02 February 2010

Recommending: Consumer Reports on hospital infections

Constant readers, the magazine Consumer Reports has done an extended, state-by-state analysis of which hospitals do well, or very badly, in preventing one important category of infections: central line-associated bloodstream infections, or CLABSIs (pronounced klab-sees). It's a comprehensive package in easily understandable language. It's based on the state reporting data that some activists have managed to persuade states to disclose, along with another set of data that some hospitals voluntarily tender to the nonprofit firm The Leapfrog Group.

From the Consumer Reports story:
Poorly performing hospitals included some major teaching institutions. For instance, New York University Langone Medical Center in New York City reported 39 infections in 10,119 central-line days in 2008, roughly twice the national average for its mix of ICUs.
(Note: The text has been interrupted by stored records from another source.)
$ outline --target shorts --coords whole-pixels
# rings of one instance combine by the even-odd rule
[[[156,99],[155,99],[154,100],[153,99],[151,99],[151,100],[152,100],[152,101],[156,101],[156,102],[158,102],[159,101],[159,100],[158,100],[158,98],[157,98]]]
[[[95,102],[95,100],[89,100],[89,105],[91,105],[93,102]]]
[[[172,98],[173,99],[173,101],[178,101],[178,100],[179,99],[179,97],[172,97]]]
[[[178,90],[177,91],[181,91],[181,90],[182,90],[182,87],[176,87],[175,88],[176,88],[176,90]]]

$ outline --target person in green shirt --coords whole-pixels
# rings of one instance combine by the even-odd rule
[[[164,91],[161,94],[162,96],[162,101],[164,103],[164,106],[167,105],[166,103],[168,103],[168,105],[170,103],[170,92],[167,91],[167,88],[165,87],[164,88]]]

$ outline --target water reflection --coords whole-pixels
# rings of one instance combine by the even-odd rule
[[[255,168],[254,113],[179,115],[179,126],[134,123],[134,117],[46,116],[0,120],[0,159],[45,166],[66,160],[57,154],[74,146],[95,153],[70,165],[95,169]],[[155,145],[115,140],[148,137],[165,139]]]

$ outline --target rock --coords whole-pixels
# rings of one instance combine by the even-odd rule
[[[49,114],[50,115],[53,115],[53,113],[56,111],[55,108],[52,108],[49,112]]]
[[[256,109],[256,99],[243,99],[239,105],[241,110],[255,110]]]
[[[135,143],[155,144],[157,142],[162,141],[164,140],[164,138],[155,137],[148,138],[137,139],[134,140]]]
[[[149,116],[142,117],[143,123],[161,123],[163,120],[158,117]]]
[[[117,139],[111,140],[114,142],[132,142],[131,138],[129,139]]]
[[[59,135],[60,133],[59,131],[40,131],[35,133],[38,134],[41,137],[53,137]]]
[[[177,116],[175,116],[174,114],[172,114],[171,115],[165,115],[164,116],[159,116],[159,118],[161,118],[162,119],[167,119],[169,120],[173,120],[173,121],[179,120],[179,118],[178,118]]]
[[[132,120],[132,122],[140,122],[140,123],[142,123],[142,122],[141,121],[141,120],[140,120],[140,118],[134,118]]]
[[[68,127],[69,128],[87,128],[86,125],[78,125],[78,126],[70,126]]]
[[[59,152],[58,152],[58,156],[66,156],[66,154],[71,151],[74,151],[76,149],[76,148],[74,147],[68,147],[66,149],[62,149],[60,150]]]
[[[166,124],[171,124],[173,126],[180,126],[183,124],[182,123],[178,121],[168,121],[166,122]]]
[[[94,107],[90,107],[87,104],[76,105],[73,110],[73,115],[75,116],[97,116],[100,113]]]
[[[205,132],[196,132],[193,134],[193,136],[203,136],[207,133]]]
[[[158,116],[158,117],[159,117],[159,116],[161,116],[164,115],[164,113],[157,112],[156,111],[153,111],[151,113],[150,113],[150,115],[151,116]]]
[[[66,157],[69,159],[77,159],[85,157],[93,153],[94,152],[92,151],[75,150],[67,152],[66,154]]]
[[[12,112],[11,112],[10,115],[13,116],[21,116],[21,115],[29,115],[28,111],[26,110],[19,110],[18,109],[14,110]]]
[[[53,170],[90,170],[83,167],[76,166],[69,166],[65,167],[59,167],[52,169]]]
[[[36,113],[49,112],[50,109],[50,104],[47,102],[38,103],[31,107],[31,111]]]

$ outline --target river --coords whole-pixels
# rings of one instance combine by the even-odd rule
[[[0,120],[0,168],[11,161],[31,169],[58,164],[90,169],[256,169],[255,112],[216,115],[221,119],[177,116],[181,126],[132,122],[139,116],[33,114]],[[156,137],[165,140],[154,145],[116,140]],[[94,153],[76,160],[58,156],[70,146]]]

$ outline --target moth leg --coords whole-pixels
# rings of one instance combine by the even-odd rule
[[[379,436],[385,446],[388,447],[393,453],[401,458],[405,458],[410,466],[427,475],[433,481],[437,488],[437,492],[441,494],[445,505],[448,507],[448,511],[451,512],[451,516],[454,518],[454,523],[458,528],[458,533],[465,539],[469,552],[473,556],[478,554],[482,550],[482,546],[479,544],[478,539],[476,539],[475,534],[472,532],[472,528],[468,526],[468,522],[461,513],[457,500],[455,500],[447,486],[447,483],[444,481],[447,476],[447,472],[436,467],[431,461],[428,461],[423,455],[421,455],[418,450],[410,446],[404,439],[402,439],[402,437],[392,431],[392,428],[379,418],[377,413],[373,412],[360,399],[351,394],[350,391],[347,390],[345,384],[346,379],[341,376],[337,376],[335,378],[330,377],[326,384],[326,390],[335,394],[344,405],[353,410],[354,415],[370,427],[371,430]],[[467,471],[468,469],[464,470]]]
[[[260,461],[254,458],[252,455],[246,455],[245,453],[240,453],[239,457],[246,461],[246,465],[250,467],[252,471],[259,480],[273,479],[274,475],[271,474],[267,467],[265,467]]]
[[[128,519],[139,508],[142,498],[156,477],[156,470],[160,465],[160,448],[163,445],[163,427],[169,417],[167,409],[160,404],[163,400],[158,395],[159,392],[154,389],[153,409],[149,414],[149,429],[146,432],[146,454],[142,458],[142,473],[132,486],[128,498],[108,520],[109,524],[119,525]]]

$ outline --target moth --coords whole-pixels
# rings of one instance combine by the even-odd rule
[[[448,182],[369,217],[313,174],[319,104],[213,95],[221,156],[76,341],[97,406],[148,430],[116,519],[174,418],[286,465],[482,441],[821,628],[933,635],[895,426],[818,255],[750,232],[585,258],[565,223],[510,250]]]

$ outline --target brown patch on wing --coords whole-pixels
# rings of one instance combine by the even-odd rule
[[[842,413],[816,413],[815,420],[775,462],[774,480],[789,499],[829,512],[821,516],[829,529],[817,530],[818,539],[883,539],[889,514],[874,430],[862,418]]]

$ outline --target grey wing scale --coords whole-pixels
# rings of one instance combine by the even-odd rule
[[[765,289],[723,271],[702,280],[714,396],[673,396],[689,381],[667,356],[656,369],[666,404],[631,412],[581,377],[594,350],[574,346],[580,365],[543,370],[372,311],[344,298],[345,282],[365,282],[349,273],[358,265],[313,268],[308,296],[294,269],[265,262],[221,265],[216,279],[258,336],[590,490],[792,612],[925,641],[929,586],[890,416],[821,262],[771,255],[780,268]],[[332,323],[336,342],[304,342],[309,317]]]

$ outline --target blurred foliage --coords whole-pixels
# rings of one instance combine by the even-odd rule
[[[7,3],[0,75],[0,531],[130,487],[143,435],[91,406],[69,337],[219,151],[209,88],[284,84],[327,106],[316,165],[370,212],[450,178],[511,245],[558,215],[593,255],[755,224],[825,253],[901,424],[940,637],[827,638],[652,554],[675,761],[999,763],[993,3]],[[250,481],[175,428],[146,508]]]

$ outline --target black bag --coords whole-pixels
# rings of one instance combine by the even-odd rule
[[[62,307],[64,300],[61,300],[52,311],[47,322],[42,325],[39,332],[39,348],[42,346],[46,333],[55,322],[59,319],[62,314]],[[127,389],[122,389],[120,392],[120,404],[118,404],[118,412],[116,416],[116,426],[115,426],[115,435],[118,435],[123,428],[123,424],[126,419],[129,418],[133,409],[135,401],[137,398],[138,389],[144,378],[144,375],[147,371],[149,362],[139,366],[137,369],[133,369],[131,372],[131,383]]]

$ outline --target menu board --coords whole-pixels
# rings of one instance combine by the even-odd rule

The University of Virginia Medical Center in Charlottesville didn't do much better, reporting 77 infections in 18,572 days for the 15 months ending in September 2009, also about two times the national average.
More encouragingly, nationwide, we counted 105 hospitals whose most recent public reports tallied zero central-line infections. They ranged from modest rural institutions to urban giants such as the University of Pittsburgh Medical Center Presbyterian hospital, which reported no infections among patients who were on central lines a total of 13,596 days in 2008.
It's well worth reading, and checking to see whether a hospital you may have used, or may be considering using, is on the good list or the bad list. Take a look.